Since taking office in January, Obama has announced plans to close the U.S. prison camp at Guantanamo Bay, Cuba, to halt the military trials of suspected terrorists there, and to make CIA officers follow the Army field manual’s rules on interrogations. Cheney said the administration appears to be returning to the pre-2001 model of treating terrorism as a law enforcement issue, rather than a military problem.
Why go back to the “pre-2001” model? Because it is the correct model. Terrorism, as The Oklahoma City bombing made clear, is a law enforcement issue and not a military one. Terrorists are terrorists precisely because they do not have control or access to state power, and only an enemy state properly constitutes a problem that requires for its solution the massive resources of the military. The confusion about what type of issue terrorism is—a confusion Bush’s administration deliberately doubled by, one, the term “enemy combatant” (the confusing of a nonstate actor with a state actor), and, two, the attempt to officially equate the Iranian Revolutionary Guards with Al-Qaeda (confusing a state institution with a terrorist gang)—resulted in this mess:
About $700 billion, according to the Congressional Budget Office, has been appropriated from the 2003-09 fiscal years. Taking into account operations for fiscal year 2010, the price tag is about $800 billion.

In fact, the law-enforcement model is the ONLY model that has ever made a significant dent in terrorism. Holy Wars are even stupider and more medieval than the terrorists who prompt them these days.
Part of the problem is that Americans have no real idea of what terrorism is, something we can all be grateful for.
The 9/11 attacks give a misleading impression due to their unprecedented scale. Comparing them to the daily life experience of people in Israel, Northern Ireland and Spain during certain periods give a better sense of perspective. Those societies were crippled by terrorists, but post 9/11 the US was crippled by fear of terrorists.

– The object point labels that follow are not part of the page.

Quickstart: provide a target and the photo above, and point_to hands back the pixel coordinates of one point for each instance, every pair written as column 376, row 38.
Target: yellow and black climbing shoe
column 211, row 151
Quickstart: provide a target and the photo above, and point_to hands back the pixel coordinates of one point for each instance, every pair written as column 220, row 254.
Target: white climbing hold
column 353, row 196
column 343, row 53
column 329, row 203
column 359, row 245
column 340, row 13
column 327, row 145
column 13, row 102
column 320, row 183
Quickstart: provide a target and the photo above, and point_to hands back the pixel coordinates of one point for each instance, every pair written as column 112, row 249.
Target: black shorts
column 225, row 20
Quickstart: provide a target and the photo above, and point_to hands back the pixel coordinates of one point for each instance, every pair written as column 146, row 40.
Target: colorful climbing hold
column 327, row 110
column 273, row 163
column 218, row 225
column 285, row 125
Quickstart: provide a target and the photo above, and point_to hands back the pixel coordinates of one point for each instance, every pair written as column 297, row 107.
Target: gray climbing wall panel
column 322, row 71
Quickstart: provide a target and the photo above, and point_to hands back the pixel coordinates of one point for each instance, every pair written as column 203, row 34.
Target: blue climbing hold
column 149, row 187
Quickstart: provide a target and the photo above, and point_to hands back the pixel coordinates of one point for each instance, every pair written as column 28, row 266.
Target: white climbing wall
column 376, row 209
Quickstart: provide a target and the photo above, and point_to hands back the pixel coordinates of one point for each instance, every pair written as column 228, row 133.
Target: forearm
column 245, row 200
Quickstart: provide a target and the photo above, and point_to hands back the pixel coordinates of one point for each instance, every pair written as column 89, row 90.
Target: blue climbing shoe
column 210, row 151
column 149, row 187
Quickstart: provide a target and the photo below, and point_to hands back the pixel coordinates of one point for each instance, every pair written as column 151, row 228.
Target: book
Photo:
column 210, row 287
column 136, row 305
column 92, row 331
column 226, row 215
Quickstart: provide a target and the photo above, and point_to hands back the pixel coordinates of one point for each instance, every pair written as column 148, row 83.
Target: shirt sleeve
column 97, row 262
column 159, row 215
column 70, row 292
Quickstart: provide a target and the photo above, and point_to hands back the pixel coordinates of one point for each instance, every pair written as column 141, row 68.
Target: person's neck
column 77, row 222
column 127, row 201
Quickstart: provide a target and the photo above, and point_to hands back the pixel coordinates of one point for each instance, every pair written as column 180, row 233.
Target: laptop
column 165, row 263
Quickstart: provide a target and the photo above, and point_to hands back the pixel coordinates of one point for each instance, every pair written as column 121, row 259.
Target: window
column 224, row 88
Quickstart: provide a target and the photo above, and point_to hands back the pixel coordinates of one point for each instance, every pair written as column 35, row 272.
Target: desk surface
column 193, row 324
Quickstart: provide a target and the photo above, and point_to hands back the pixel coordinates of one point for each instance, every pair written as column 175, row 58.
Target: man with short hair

Which Law Enforcement Agency should arrest the terrorists responsible for the attack on the USS Cole in Aden? What court should hear the case?
Once again, Fnarf for the insightful win.
Oh, and we prosecuted those guys, Brent. It’s called the Rule of Law – I know your comrades in the Bush Socialists forgot it for the past eight years, but you might want to check in to it.
Ex-fucking-actly, Charles.
@3 The same people that would be responsible for investigating an attack on a US military installation within US borders. If those terrorists are hiding in a foreign country and they are not agents of that country’s government, you work with that country toward extradition of those criminals. If that country is being a dick or the terrorists are agents in the employ of that country, you confer with the international community, convince them that your cause is just, and you get their approval to throw your weight around with the offending country.
If you don’t get that approval, then maybe your cause isn’t as just as you think it is and you need to rethink your argument.
It’s actually laid out in domestic and international law and it’s pretty easy to follow. Unless, of course, you think your shit doesn’t stink and you’re out to prove to the rest of the world that your dick is bigger than theirs.
This is mainly smoke and mirrors.
Is extraordinary rendition still part of the “law enforcement model”? Because Obama still allows that.
And closing Guantanamo while Obama expands Bagram: what’s the big difference?
http://www.telegraph.co.uk/news/worldnew…
Oh right, Afghanistan is a “sovereign” nation that is only coincidentally run by a former CIA agent, while Guantanamo, though outside the US, was never properly outside US law, because it isn’t technically in another nation (we only “lease” it!)…
Charles,
I disagree. “One man’s terrorist is another man’s freedom fighter”. The perpetrators of 9/11 thought of themselves as warriors. It wasn’t just the enormity of 9/11 but the fact that it was a concerted effort (multiple staged suicide missions in one day) and that other terroristic events subsequent to 9/11 (as Bali, Madrid, London, Moscow and Mumbai) on behalf of Al-Qaeda and radical Islam to wage “holy” war on the Occident have followed. A war requires a miltary response. It is a war on Terror that we are fighting.
@7 From a legal standpoint, war is conducted between nation-states. The “war” on terror or the “war” on drugs, is only a figure of speech. Al Qaeda is an organized crime network, not dissimilar to the Mafia in its structure, if not its goals. You fight criminals with police.
If there is a war on terror, what is the endgame? With whom is peace declared? Can there ever be peace? It is generally acknowledged that there will always be crime and there will always be a need for police to combat it. However, war is something entirely different and requires a vastly different expenditure of national resources and manpower. No state can prosper or even exist in a state of perpetual war.
It doesn’t matter what the terrorists call themselves. They are not warriors, they are thugs who need to be arrested, tried, convicted and locked up.
“If you don’t get that approval, then maybe your cause isn’t as just as you think it is and you need to rethink your argument.”
Wait for other countries’ approval to defend ourselves?
Fuck.
That.
Noise.
@9: Getting revenge is not the same as defending yourself.
9: Do you kick people’s asses for looking at you funny or saying things you disagree with?
Same thing in international law. It is legal to engage in conflict when attacked. It is illegal under international law to preemptively attack another nation that has not declared or made war. That’s what you need permission for. You never need permission to defend yourself.